Today, the US Department of Justice has charged a Swiss citizen with hacking over 100 businesses and leaking confidential data through their personal website.
Hacker Till (more popularly referred to as Tillie) Kottmann, 21, from Lucerne, Switzerland, is also the one who broke into cloud-based surveillance company Verkada in the last month and released security camera footage from a few of its clients, including streaming from companies such as Tesla, Cloudflare, Okta and prisons, schools and hospitals.
However, according to court documents released from the DOJ today, the allegations go back to the Kottmann’s Verkada hack and relate to the Swiss hacktivist’s work beginning in 2019, when they began searching the web for a misconfigured repository of source code owned by large companies and government agencies.
Verkada hacker is charged by the US for hacking over 100 businesses
Authorities claim Kottmann discovered these repositories; however, instead of contacting the affected organizations, it connected to the exposed apps, downloaded intellectual property, and stored the stolen material on their website in git.rip.
Since the beginning of 2019, the website has provided data for more than 100 businesses. According to the DOJ stated, the list included some of the largest companies, including Intel, Mercedes-Benz, Nissan, Pepsi, Toyota, GitHub, Microsoft, Adobe, Lenovo, AMD, Qualcomm, Motorola, Hisilicon, Mediatek, GE Appliances, Nintendo, Roblox, Disney, Fastspring, React Mobile, Axial, and numerous others.
As Kottmann said to this reporter in previous interviews in 2020, the Swiss hacktivist claimed that they discovered the repository of source code because of misconfigurations.
Kottmann claimed that they collected information from GitLab and Bitbucket Git servers, but additionally from SonarQube software for managing source code.
In November of 2020, following the leaks made of Kottmann in his git. Rip portal, which hackers connected to leaks through SonarQube instances and the FBI issued an industry-wide alert pdf to members of the US private sector, urging businesses to protect their SonarQube servers. As a list of those affected by the attack, the FBI also identified government agencies, not only private firms.
In conversations with journalists and via messages posted on their Twitter profile, officials said that Kottmann often tried to explain their actions as hacktivism against companies that possessed an anti-intellectual-property ideology.
In the announcement today, the DOJ opposed Kottmann’s strategy.
“Stealing credentials and data publishing source code, and sensitive and confidential information on the internet is not protected speech. It is fraud and theft,” declared the acting US Attorney Tessa M. Gorman.
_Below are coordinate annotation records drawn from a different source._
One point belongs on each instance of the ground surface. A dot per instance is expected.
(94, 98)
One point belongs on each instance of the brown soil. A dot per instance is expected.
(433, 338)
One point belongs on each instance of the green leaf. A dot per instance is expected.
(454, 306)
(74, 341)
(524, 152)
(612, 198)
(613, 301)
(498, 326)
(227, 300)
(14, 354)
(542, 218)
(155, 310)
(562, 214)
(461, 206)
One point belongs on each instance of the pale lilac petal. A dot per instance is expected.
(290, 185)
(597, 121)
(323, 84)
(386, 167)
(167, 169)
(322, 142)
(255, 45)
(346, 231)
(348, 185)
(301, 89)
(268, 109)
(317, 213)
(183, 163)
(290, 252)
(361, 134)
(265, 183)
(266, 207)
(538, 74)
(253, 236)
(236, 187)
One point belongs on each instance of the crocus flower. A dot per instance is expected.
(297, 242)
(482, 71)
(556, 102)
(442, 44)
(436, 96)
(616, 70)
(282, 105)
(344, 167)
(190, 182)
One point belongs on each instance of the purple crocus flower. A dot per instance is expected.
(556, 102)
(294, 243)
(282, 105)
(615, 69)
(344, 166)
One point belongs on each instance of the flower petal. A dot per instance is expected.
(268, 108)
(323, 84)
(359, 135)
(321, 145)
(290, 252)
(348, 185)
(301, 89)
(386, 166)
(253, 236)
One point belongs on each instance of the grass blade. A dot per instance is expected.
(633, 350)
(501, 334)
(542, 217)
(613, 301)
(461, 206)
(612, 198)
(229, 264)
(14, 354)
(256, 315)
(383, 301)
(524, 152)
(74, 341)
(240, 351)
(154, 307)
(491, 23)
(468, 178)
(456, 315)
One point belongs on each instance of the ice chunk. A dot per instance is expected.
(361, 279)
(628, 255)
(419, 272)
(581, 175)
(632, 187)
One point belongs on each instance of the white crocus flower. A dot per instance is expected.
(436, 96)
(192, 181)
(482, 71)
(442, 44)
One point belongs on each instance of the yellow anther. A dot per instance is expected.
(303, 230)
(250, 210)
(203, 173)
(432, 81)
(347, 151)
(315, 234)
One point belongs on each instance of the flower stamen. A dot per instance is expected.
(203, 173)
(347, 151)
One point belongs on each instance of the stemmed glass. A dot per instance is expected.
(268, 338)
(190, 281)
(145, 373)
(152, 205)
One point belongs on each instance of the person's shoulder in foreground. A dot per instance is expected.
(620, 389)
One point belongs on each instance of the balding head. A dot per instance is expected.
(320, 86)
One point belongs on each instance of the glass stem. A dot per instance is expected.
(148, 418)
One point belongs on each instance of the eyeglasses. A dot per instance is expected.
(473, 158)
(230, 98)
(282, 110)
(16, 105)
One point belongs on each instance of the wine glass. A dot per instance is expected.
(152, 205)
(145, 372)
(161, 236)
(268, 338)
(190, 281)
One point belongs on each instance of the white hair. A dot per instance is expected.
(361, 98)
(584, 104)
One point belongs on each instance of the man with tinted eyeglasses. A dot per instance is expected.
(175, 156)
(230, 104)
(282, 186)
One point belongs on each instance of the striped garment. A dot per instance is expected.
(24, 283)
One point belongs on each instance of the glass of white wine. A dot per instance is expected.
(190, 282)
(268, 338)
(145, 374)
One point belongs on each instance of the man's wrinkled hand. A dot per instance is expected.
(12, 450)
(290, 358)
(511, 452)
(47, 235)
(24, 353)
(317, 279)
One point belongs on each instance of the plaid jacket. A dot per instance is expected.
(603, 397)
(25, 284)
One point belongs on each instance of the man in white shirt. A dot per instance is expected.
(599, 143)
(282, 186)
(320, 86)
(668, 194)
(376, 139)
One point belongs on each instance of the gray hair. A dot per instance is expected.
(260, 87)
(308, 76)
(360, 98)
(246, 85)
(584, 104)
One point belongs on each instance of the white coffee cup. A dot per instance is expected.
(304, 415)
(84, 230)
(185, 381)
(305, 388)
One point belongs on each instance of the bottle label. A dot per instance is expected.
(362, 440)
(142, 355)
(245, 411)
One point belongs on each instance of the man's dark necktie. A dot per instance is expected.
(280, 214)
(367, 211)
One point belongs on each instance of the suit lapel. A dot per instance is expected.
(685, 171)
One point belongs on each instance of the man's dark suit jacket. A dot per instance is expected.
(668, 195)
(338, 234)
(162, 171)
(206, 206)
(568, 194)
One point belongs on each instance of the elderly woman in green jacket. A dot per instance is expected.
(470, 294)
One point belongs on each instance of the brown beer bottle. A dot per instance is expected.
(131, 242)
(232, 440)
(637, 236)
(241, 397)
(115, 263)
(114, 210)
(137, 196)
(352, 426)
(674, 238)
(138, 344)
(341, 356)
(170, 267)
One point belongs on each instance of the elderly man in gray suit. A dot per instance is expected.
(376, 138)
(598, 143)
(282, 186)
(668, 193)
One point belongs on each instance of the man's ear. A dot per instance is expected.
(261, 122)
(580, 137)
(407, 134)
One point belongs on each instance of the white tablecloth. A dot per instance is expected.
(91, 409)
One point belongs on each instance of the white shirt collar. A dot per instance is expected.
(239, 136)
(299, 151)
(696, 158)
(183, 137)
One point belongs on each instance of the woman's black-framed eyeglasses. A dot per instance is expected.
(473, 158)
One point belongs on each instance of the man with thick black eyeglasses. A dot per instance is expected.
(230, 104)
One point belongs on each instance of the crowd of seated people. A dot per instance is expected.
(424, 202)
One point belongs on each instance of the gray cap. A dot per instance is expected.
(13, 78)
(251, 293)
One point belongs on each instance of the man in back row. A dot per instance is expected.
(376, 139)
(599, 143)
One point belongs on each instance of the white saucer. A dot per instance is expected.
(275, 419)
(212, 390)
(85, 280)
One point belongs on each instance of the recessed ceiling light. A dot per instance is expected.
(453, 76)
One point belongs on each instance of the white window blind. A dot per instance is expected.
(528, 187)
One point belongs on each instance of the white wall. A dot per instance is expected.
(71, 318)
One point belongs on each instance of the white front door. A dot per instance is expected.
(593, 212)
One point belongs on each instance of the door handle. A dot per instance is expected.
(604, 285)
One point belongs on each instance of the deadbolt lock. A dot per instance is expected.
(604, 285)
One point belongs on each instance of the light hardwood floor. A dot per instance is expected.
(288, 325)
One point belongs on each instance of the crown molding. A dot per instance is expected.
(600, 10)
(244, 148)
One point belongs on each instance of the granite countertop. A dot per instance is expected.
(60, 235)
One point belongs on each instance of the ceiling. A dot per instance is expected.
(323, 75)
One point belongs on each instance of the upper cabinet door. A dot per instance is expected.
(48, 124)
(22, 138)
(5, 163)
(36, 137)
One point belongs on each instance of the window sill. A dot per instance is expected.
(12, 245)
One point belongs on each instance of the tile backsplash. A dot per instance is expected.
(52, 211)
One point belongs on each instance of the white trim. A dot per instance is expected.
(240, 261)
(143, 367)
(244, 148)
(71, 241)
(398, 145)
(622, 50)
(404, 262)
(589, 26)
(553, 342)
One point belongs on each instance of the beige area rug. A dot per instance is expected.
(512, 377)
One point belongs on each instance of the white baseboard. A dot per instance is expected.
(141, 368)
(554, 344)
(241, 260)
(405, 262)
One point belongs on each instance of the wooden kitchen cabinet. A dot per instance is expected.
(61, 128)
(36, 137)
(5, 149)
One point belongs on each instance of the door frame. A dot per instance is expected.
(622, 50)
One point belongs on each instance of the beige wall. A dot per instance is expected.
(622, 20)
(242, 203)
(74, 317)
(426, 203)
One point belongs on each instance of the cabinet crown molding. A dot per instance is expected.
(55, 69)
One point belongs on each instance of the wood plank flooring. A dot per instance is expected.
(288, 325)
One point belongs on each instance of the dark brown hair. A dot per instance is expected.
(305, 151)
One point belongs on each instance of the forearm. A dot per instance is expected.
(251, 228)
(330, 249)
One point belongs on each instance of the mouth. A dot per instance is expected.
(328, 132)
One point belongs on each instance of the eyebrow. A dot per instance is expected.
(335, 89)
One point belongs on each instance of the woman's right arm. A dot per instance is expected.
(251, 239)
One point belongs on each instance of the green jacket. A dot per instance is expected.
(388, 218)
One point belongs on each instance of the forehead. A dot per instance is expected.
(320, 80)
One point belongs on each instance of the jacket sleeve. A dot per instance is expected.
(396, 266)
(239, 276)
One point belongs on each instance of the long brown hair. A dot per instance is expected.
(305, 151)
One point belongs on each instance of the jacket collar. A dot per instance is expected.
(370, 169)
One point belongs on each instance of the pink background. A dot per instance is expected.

“These actions could increase the vulnerability for everyone , from big corporations to individuals. Insuring oneself with an charitable motive is not enough to take away the smell of crime of such theft, intrusion and fraud.” Gorman added.
Swiss authorities raided Kottmann’s residence this week, just days after the first news of the hacktivist’s latest attack (the Verkada hack). The DOJ took over the git. rip website a day later, on Saturday, March 13.
Kottmann remains at large. If he were extradited, tried or found to be guilty in the US Kottmann, the Swiss hacker would face a sentence of 2 to 20 years in prison.